Tip #6: Learn to deal with small losses
When you allocate funds for trading, ensure that these funds are to be used for the trading alone and not for everyday living. You should make sure that you developthe right attitude towards the losses that are bound to occur during trading. This will help you to succeed faster than otherwise. Make sure that you strictly leverage trades to a risk that does not exceed 2 percent. This will only lead to small losses.
Tip #7: Make sure that the feedback loop is always positive
You can create a positive feedback loop when you execute a successful trade in accordance to a plan that you have laid out. This done repeated forms a positive pattern from which you can further learn and succeed. This improves your confidence level to a great extent. Never digress from your laid out plan for the best results even if it means encountering a few losses on the way.
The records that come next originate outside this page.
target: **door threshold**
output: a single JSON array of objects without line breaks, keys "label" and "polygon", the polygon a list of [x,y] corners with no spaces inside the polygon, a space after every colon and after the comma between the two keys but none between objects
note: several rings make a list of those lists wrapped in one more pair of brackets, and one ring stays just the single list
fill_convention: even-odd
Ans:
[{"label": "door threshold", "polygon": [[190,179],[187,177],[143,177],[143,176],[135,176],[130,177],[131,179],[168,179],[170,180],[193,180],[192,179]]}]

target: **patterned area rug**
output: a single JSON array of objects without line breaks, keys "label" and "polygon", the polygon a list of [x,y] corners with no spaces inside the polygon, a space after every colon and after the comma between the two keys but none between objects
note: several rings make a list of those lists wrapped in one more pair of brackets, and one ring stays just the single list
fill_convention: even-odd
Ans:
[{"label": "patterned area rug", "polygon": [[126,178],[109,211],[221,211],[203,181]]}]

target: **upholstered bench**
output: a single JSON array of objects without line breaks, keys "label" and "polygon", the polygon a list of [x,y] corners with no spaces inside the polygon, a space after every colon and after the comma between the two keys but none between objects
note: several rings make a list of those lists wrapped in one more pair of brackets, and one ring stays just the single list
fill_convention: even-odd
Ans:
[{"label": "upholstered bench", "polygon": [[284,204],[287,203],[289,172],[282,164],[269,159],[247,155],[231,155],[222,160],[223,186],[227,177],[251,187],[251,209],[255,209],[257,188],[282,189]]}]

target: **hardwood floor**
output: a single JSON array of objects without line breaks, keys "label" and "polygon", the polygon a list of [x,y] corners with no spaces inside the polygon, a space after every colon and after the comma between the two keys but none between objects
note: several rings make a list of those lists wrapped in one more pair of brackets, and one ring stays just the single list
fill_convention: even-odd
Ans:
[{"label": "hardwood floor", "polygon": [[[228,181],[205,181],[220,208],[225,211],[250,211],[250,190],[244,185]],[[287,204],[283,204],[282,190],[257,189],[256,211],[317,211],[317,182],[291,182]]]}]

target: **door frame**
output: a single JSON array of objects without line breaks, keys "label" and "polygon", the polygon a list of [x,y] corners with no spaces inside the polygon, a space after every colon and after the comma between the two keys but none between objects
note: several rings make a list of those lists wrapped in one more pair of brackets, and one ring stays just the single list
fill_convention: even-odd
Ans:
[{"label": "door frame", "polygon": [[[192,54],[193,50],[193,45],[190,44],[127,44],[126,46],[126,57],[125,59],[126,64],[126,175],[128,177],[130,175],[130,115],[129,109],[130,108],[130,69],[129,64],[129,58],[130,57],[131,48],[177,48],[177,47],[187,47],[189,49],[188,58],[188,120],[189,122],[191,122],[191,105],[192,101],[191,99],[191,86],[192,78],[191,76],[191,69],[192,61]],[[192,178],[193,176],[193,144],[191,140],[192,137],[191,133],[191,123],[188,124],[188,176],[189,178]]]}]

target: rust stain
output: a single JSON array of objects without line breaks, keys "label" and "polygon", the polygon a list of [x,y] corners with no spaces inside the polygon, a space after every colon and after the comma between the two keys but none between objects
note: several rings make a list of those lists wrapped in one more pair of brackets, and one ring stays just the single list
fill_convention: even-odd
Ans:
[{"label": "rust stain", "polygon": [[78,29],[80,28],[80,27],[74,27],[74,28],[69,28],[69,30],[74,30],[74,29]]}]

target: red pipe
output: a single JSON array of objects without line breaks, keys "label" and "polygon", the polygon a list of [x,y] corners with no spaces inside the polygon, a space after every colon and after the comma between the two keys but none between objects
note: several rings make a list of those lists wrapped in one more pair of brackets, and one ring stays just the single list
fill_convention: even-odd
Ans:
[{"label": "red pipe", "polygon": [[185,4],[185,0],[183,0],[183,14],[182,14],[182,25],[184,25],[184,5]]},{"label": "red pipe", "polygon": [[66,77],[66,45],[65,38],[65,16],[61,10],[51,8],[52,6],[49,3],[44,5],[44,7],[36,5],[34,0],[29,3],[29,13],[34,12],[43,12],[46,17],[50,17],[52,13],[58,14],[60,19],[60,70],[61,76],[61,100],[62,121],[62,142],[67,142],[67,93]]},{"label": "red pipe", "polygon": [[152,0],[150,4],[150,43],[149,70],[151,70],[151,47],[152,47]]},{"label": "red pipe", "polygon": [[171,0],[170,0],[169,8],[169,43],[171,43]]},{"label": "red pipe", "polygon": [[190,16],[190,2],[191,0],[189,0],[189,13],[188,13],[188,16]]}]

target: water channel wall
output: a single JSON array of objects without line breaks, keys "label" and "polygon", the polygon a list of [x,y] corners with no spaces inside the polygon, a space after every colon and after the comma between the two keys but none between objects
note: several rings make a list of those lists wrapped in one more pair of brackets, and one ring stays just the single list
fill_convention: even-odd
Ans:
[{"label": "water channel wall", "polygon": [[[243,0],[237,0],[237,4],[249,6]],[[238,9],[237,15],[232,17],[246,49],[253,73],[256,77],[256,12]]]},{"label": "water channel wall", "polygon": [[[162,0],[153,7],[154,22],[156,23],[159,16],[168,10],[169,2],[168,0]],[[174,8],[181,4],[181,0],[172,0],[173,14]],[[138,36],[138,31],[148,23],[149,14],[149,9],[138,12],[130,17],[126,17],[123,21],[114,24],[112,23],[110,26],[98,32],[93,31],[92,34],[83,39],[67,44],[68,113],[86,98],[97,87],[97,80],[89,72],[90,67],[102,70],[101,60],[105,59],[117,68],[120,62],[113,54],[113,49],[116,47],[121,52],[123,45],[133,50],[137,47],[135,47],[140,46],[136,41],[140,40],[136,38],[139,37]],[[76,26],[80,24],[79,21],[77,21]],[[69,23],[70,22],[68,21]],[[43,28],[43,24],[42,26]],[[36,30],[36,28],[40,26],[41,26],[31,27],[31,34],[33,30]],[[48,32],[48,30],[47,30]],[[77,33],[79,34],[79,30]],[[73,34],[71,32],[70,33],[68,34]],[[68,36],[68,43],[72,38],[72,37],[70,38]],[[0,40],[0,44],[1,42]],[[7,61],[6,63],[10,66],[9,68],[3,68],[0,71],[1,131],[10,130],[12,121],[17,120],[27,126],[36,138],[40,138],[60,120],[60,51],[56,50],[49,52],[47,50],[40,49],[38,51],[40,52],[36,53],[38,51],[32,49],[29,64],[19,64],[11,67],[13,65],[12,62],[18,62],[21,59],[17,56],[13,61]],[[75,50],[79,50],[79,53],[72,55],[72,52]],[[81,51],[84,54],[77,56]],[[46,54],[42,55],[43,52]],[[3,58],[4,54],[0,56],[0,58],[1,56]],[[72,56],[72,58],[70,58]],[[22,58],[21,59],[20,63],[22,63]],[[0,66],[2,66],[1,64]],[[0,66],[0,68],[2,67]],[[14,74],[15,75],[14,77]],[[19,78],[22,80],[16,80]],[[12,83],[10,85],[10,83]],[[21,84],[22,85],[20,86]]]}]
Tip #8: Analyze your actions and plan during the weekend
Weekend time when the markets are closed is the best time to analyze weekly charts and form patterns that will help you to decide your course of action for the coming days. Though the market experts may suggest that a reversal is coming up, you need not follow the course that is suggested by them. The best way would be to choose objectivity and work your plans accordingly. That is sure to give you the best results that possibly can be in the longer term. It is important to remain patient till the desired results roll in.
Tip #9: Maintain printed records and a journal
Maintaining a journal of your actions on a daily basis and printing out charts is a great resource to learn from. The charts should bear your entry and exit points. If there were emotional reasons that led you to take a decision, ensure that you note them down. Going through these records over and over again will help you to take the right decision when a similar situation occurs in the future. It will also help you to improve your mental control that will ultimately allow you to function according to the system that you have laid out for yourself.